Nature also opens up different experiences. Sensory gardens have plants grown for their scents and feel – and for their sound as well for those with some hearing. Time spent outdoors in the wind, the sunshine or in a storm can be a sensory stimulus, boosting mood, calming and enthralling people.

So many of the ways art, nature and music improve anyone’s wellbeing are all the more important for people with sight and hearing loss: connecting with other people, easing depression, creating mental stimulus and calming anxiety. While people of all ages experience sight and hearing loss, acquired loss tends to be more common in older people. Some people of any age may also have other disabilities or mobility issues, sometimes connected to their sight or hearing loss. All this can limit opportunities to keep busy, so that nature, music and art are important ways to spend time, absorbed by diverse stimuli.
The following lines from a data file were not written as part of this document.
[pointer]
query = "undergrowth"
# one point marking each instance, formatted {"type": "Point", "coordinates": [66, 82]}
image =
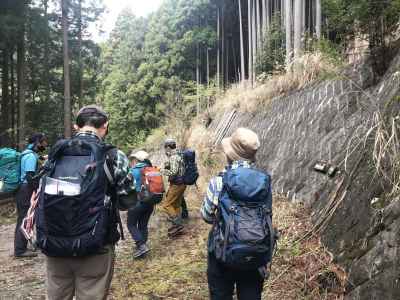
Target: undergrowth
{"type": "Point", "coordinates": [176, 269]}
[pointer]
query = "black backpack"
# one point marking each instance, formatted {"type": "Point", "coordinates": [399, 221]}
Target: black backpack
{"type": "Point", "coordinates": [191, 173]}
{"type": "Point", "coordinates": [77, 214]}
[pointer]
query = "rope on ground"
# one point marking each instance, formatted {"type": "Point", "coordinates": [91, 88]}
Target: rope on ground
{"type": "Point", "coordinates": [333, 204]}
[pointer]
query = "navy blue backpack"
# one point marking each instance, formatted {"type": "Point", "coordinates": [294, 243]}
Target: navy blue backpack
{"type": "Point", "coordinates": [76, 214]}
{"type": "Point", "coordinates": [242, 236]}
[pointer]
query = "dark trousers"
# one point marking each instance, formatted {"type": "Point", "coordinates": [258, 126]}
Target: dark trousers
{"type": "Point", "coordinates": [138, 221]}
{"type": "Point", "coordinates": [222, 280]}
{"type": "Point", "coordinates": [23, 199]}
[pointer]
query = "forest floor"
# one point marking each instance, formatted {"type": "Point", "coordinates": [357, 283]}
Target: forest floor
{"type": "Point", "coordinates": [176, 269]}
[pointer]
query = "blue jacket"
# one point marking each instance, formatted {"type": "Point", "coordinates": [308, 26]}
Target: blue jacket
{"type": "Point", "coordinates": [136, 173]}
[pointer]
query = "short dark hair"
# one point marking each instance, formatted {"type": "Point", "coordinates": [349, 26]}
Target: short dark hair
{"type": "Point", "coordinates": [91, 115]}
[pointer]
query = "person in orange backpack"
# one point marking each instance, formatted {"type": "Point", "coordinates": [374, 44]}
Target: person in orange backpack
{"type": "Point", "coordinates": [150, 189]}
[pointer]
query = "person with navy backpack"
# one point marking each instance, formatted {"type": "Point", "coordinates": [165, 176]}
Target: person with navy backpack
{"type": "Point", "coordinates": [28, 183]}
{"type": "Point", "coordinates": [139, 215]}
{"type": "Point", "coordinates": [238, 203]}
{"type": "Point", "coordinates": [77, 217]}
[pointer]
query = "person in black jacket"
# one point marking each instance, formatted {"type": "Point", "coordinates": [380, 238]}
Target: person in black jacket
{"type": "Point", "coordinates": [29, 182]}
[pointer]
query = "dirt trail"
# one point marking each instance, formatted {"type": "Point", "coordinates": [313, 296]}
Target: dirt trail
{"type": "Point", "coordinates": [176, 269]}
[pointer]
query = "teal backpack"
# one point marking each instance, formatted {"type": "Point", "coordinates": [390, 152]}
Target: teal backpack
{"type": "Point", "coordinates": [10, 170]}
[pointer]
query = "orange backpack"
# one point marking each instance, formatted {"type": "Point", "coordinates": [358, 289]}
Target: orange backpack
{"type": "Point", "coordinates": [152, 185]}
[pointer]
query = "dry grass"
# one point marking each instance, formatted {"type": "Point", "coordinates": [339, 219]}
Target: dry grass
{"type": "Point", "coordinates": [176, 269]}
{"type": "Point", "coordinates": [303, 71]}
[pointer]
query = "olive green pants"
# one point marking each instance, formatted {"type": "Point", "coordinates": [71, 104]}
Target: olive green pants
{"type": "Point", "coordinates": [173, 202]}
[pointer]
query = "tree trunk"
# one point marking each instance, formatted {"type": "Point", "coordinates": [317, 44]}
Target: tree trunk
{"type": "Point", "coordinates": [254, 38]}
{"type": "Point", "coordinates": [264, 25]}
{"type": "Point", "coordinates": [218, 48]}
{"type": "Point", "coordinates": [12, 104]}
{"type": "Point", "coordinates": [67, 92]}
{"type": "Point", "coordinates": [47, 52]}
{"type": "Point", "coordinates": [242, 69]}
{"type": "Point", "coordinates": [80, 65]}
{"type": "Point", "coordinates": [298, 26]}
{"type": "Point", "coordinates": [21, 87]}
{"type": "Point", "coordinates": [318, 18]}
{"type": "Point", "coordinates": [198, 78]}
{"type": "Point", "coordinates": [250, 35]}
{"type": "Point", "coordinates": [258, 24]}
{"type": "Point", "coordinates": [223, 46]}
{"type": "Point", "coordinates": [5, 140]}
{"type": "Point", "coordinates": [288, 30]}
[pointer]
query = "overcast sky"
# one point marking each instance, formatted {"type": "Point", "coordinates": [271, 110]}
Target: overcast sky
{"type": "Point", "coordinates": [114, 7]}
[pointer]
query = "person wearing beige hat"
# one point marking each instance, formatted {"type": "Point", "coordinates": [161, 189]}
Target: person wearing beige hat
{"type": "Point", "coordinates": [226, 198]}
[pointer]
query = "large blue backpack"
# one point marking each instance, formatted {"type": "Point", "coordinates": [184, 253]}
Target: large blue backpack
{"type": "Point", "coordinates": [242, 236]}
{"type": "Point", "coordinates": [10, 169]}
{"type": "Point", "coordinates": [76, 214]}
{"type": "Point", "coordinates": [191, 173]}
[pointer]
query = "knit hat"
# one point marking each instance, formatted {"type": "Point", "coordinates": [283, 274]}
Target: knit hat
{"type": "Point", "coordinates": [242, 145]}
{"type": "Point", "coordinates": [92, 110]}
{"type": "Point", "coordinates": [140, 155]}
{"type": "Point", "coordinates": [37, 138]}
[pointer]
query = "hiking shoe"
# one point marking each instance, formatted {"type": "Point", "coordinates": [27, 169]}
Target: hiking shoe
{"type": "Point", "coordinates": [175, 230]}
{"type": "Point", "coordinates": [141, 250]}
{"type": "Point", "coordinates": [185, 214]}
{"type": "Point", "coordinates": [26, 254]}
{"type": "Point", "coordinates": [174, 227]}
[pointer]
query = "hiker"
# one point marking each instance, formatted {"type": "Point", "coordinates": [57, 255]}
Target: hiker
{"type": "Point", "coordinates": [172, 205]}
{"type": "Point", "coordinates": [232, 261]}
{"type": "Point", "coordinates": [84, 179]}
{"type": "Point", "coordinates": [29, 182]}
{"type": "Point", "coordinates": [139, 216]}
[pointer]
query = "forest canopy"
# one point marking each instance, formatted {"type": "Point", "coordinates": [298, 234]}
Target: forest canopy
{"type": "Point", "coordinates": [169, 64]}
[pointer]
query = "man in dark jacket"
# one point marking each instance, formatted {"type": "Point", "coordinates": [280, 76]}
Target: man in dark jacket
{"type": "Point", "coordinates": [89, 277]}
{"type": "Point", "coordinates": [139, 215]}
{"type": "Point", "coordinates": [29, 182]}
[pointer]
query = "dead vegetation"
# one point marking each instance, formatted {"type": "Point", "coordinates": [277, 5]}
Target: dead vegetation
{"type": "Point", "coordinates": [176, 269]}
{"type": "Point", "coordinates": [303, 71]}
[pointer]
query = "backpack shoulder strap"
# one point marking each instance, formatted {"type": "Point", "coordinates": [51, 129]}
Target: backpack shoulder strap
{"type": "Point", "coordinates": [110, 155]}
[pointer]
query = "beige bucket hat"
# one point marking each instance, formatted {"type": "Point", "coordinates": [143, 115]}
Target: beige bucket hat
{"type": "Point", "coordinates": [140, 155]}
{"type": "Point", "coordinates": [242, 145]}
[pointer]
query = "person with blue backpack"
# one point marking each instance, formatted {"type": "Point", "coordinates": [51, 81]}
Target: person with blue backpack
{"type": "Point", "coordinates": [77, 216]}
{"type": "Point", "coordinates": [28, 183]}
{"type": "Point", "coordinates": [238, 203]}
{"type": "Point", "coordinates": [139, 215]}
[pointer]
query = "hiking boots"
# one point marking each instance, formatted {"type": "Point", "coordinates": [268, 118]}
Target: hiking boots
{"type": "Point", "coordinates": [26, 254]}
{"type": "Point", "coordinates": [140, 251]}
{"type": "Point", "coordinates": [185, 214]}
{"type": "Point", "coordinates": [175, 230]}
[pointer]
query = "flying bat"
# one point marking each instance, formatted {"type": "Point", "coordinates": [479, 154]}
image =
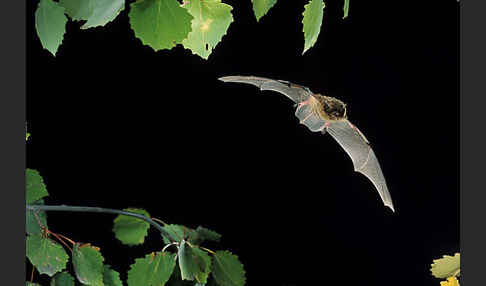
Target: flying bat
{"type": "Point", "coordinates": [328, 115]}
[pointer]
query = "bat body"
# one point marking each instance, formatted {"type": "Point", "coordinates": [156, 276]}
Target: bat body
{"type": "Point", "coordinates": [328, 115]}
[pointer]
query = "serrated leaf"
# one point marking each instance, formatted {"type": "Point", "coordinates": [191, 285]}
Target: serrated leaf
{"type": "Point", "coordinates": [446, 266]}
{"type": "Point", "coordinates": [104, 11]}
{"type": "Point", "coordinates": [88, 264]}
{"type": "Point", "coordinates": [50, 23]}
{"type": "Point", "coordinates": [62, 279]}
{"type": "Point", "coordinates": [47, 256]}
{"type": "Point", "coordinates": [451, 281]}
{"type": "Point", "coordinates": [211, 21]}
{"type": "Point", "coordinates": [130, 230]}
{"type": "Point", "coordinates": [154, 269]}
{"type": "Point", "coordinates": [194, 263]}
{"type": "Point", "coordinates": [35, 188]}
{"type": "Point", "coordinates": [180, 232]}
{"type": "Point", "coordinates": [34, 219]}
{"type": "Point", "coordinates": [204, 234]}
{"type": "Point", "coordinates": [313, 13]}
{"type": "Point", "coordinates": [111, 277]}
{"type": "Point", "coordinates": [227, 270]}
{"type": "Point", "coordinates": [261, 7]}
{"type": "Point", "coordinates": [161, 24]}
{"type": "Point", "coordinates": [346, 9]}
{"type": "Point", "coordinates": [95, 12]}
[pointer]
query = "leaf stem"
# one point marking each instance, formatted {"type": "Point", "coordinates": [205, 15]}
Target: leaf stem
{"type": "Point", "coordinates": [64, 208]}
People may need to be imaginative to connect with art, music and nature while living with hearing and sight loss. But all three can be so helpful and positive that this will be worthwhile.

Do you have any experiences or thoughts you might like to share in response to this blog post, in Medley’s Facebook group Thank you.

Picture A Story

Thinking how art boosts wellbeing, I recently heard an interview with Charlie Mackesy, whose first book The Boy, The Mole, The Fox And The Horse (2019) has become a bestseller, particularly during the pandemic. Charlie has worked as an artist and illustrator and his work features in other writers’ books but also in private collections and locations like churches, hospitals and safe houses for women. His own book spoke to readers of all ages worldwide, many as they struggled with lockdowns, and many have written to Charlie to share their reactions.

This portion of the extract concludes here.